I am not a landlord, I insisted. My daughter lives rent free with her family in the house in which she grew up.

Makes no difference, I was told. After refusing to give them access on several occasions, I relented and let in the inspectors. Big mistake. One inspector, an Eastern European who barely spoke English, wielded a device that supposedly found lead paint on surfaces that never had been painted. Lead paint was found on unpainted stairs and on an area of the ceiling that had been replaced a few years earlier with wallboard and latex paint.

When I complained about the obvious erroneous test results, I was told that the device cost thousands of dollars and never was wrong and that the unpainted stairs must have had contaminated water drip on them. I was then ordered to clear these violations or else.

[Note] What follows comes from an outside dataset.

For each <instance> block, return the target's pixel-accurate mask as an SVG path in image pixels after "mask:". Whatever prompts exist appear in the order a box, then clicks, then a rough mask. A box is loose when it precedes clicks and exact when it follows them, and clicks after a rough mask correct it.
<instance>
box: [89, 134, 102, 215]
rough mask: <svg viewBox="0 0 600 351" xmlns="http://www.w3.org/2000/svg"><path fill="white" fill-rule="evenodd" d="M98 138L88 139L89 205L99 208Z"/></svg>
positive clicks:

In the past two years my home has been invaded by inspectors checking up on the corrections of these so-called violations. I’ve had to pay for dust swipes and lab analyses of these swipes. I attended a health department hearing after I was threatened with a $2,000 lien on my home if I failed to show up. There I had to pay a minimum $200 fine even though the judge agreed the entire case was ridiculous.

The Health Violations room at 16 Jones St. was filled with more than 500 people answering summons for various offenses. The actual slum landlords could be spotted with their attorneys, and they appeared to be at ease with these hearings. Many others appeared to be ordinary citizens who were shocked by having to pay fines for violations they were unaware even existed.

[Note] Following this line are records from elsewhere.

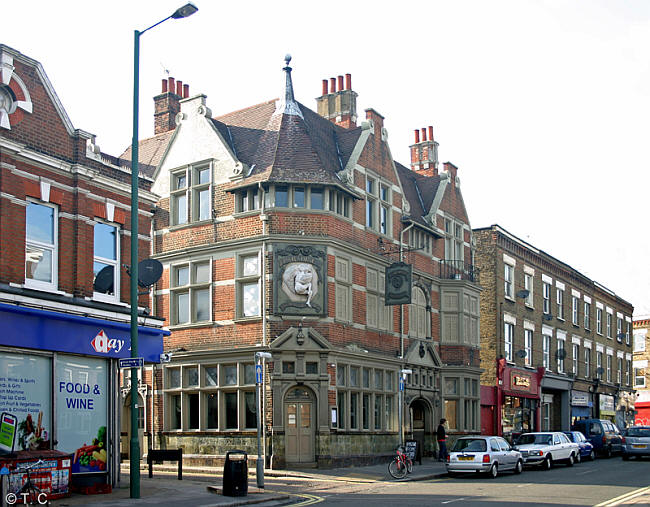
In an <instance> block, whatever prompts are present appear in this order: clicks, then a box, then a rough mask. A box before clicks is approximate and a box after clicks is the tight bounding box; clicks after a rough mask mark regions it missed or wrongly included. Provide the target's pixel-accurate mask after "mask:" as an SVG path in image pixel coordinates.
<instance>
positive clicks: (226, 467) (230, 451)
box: [223, 450, 248, 496]
mask: <svg viewBox="0 0 650 507" xmlns="http://www.w3.org/2000/svg"><path fill="white" fill-rule="evenodd" d="M247 494H248V454H247V453H246V451H239V450H232V451H228V452H227V453H226V462H225V463H224V465H223V495H224V496H246V495H247Z"/></svg>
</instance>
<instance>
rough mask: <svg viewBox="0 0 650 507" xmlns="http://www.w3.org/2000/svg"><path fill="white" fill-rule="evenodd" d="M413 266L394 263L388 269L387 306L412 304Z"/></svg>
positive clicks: (386, 295) (387, 280)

If the health department can close restaurants because of rats, who’s in charge of rats in the home? When Gladys Robles smothered her 8-week-old son because her Bronx apartment was infested with rats, her landlord, Christopher Hanover, told a Daily News reporter that he was unaware of the rat problem. But the News reported that the Department of Housing Preservation and Development had cited the building for 378 violations, including 20 for rodent infestation.

Maybe these violations were never forwarded to the health department because its inspectors were overwhelmed dealing with violations against the various nanny ordinances — smoking ban, trans-fat, caloric menu mandates — instituted by the mayor, whom my daughter says reminds her of an anal-retentive hall monitor.

If our health department can return to its original mission of safeguarding our health instead of manipulating our behavior, tragedies like the one in the Bronx might be averted.